5)      Pekerjaan ini meliputi pengadaan tenaga kerja, bahan-bahan, biaya peralatan dan alat bantu yang diperlukan dalam pelaksanaan pekerjaan ini, sehingga dapat tercapai hasil pekerjaan yang bermutu baik dan sempurna.
Lingkup pekerjaan ini meliputi seluruh plesteran dinding batu bata pada ke dua sisi bidangnya 1)      dalam dan luar), plesteran dinding beton, pengisi dan perekat pada pemasangan bahan finishing, serta seluruh detail yang ditunjukkan dalam gambar.
a.       Persyaratan Bahan
1)      Pasir yang digunakan adalah pasir yang berasal dari sungai (pasir kali) yang bersih, tidak mengandung tanah, lumpur dan kotoran-kotoran lain serta sebelum digunakan harus disaring/ diayak terlebih dahulu.
2)      Pasir yang digunakan adalah pasir yang tidak mengandung bahan-bahan organis, garam dan tidak tercampur tanah atau bahan-bahan lain.
3)      Semen yang digunakan merk HOLCIM/ GRESIK/ TIGA RODA atau setara.
4)      Campuran pasir (aggregate) untuk plester harus dipilih yang benar-benar bersih dan bebas dari segala macam kotoran.
b.       Persyaratan Pekerjaan
1)      Pekerjaan plesteran baru boleh dikerjakan sesudah bangunan tertutup atap.
2)      Semua pasangan yang akan dimulai diplester harus sudah disiram air sampai basah dan bersih dari kotoran-kotoran naad-naadnya harus dikorek dahulu, dibasahi air baru diplester.

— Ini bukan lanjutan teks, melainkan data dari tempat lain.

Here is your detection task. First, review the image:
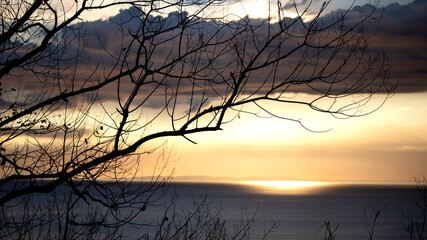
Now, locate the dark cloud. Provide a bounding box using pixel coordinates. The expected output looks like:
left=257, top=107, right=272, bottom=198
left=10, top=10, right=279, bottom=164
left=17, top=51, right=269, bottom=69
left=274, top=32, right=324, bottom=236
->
left=10, top=0, right=427, bottom=101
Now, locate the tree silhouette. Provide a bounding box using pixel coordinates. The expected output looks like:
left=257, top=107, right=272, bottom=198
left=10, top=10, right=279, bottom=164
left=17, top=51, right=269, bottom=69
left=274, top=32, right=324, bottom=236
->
left=0, top=0, right=395, bottom=238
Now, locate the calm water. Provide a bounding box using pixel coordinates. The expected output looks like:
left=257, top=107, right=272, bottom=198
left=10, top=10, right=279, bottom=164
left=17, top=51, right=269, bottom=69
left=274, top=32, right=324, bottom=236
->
left=3, top=182, right=422, bottom=240
left=161, top=183, right=422, bottom=240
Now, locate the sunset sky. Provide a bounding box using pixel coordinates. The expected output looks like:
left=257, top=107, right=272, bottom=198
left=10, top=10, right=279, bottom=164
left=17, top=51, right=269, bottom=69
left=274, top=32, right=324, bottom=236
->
left=138, top=0, right=427, bottom=181
left=4, top=0, right=427, bottom=184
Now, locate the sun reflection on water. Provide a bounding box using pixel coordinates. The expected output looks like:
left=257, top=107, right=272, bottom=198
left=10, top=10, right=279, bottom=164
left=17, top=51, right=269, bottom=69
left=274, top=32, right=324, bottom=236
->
left=242, top=181, right=329, bottom=194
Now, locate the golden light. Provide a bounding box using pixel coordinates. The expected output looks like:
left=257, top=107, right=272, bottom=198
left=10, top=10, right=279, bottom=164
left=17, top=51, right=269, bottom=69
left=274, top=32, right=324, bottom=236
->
left=242, top=181, right=329, bottom=194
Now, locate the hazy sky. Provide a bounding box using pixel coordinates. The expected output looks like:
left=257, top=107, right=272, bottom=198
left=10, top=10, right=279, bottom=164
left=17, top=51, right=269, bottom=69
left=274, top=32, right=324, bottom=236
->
left=5, top=0, right=427, bottom=181
left=135, top=1, right=427, bottom=181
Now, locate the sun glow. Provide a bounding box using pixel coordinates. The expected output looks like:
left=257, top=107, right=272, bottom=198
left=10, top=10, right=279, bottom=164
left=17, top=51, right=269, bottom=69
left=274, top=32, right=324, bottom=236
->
left=243, top=181, right=328, bottom=194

3)      Pasangan dinding batu bata harus diplester dan diaci dengan ketentuan :
a)      Pasangan batu bata campuran 1 Pc : 5Ps diplester dengan adukan yang sama.dengan spesi pasangan bata, tebal plesteran tidak lebih dari 20 mm
b)      Plesteran untuk permukaan beton menggunakan adukan spesi 1 Pc : 3Ps dengan tebal plesteran tidak boleh dari 10 mm, dimana sebelumnya harus dikasarkan (dikamprot) terlebih dahulu, kecuali ketentuan lain.

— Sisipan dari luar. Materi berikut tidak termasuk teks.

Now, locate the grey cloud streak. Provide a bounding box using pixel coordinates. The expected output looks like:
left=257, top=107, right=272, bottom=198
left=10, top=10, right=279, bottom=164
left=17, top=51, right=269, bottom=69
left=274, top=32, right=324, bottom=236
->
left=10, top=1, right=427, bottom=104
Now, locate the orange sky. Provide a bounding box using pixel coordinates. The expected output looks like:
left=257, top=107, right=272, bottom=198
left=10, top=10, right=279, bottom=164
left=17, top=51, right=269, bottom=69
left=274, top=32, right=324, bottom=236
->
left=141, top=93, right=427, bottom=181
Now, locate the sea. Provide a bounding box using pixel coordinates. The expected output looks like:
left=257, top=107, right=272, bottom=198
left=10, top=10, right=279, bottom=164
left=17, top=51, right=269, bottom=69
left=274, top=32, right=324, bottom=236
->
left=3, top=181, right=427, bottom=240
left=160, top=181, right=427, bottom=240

c)      Acian menggunakan dari bahan PC.
4)      Plesteran harus menghasilkan bidang yang rata serta sponengan harus kelihatan rapi, dimana setiap sponengan harus menghasilkan garis yang lurus, sponengan/ plester sudut menggunakan adukan campuran 1 Pc : 3 Ps.

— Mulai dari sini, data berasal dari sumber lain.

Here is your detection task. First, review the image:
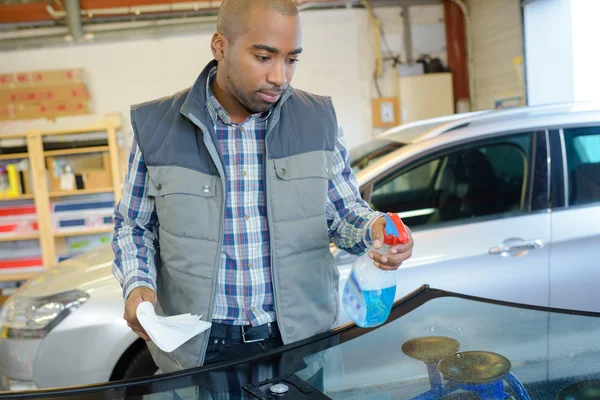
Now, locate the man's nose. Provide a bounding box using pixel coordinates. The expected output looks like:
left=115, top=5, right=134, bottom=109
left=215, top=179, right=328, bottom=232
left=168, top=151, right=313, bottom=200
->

5)      Plesteran harus digosok berulang-ulang dengan acian PC sehingga tidak terjadi retak-retak dan pecah dengan hasil halus dan rata.
6)      Pada area tempat pertemuan bahan yang berbeda (misalnya : kolom beton-bata atau dinding beton-bata) dipasang kawat ayam dengan overlap yang cukup untuk mencegah keretakan.